Remembering Stephen Covey

We at Wiley and Jossey-Bass were shocked and saddened to learn of the passing of thought leader and leadership authority Stephen Covey. Author of “The 7 Habits of Highly Effective People,” Covey was a frequent contributor to our “Leader to Leader” journal. We’d like to share a bit of two of Stephen Covey’s “Leader to Leader” contributions with you.

The Habits of Effective Organizations
“I believe leadership lies more in character than in technical competence, but these two are interwoven. As people grow in competence they gain awareness of a new dimension of the character. Then, as they begin to develop that aspect of their character, they find that their competence also increases. For instance, when we tre3ac the skill of empathic listening—in other words, Habit 5—people see that they’d always looked at things from their own frame of reference, and the start to explore the richness of other people’s perspective. As they get better at listening, they gather more information, and realize they’ve always lived with an insufficiency of data. Applying that learning to their personal and professional lives is exciting. People say, “Now I really know why to listen, instead of just how.” So these two—the why of the character and the how of competence—feed one another.”

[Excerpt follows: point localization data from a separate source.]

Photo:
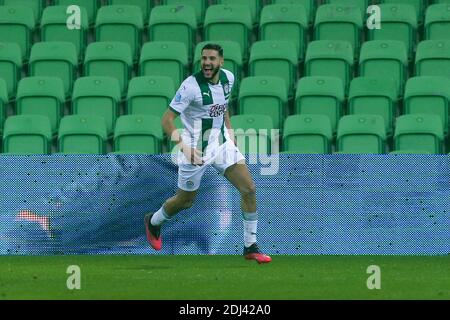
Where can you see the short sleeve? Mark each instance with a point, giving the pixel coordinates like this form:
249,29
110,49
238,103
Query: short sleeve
183,98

Leading in the Knowledge Worker Age
“I have written much over the years on effectiveness. Being effective as individuals and organizations is no longer optional in today’s world—it’s the price of entry to the playing field. But surviving, thriving, innovating, excelling, and leading in this new reality will require us to build on and reach beyond effectiveness. The call and need of a new era is for greatness. It’s for fulfillment, passionate execution, and significant contribution. These are on a different plane or dimension. They are different in kind—just as significance is different in kind, not in degree, from success. Tapping into the higher reaches of human genius and motivation—what we could call voice—requires a new mind-set, a new skill-set, a new tool-set…a new habit.”

Stephen Covey was such an inspiration to so many in the nonprofit world and beyond. He will be missed.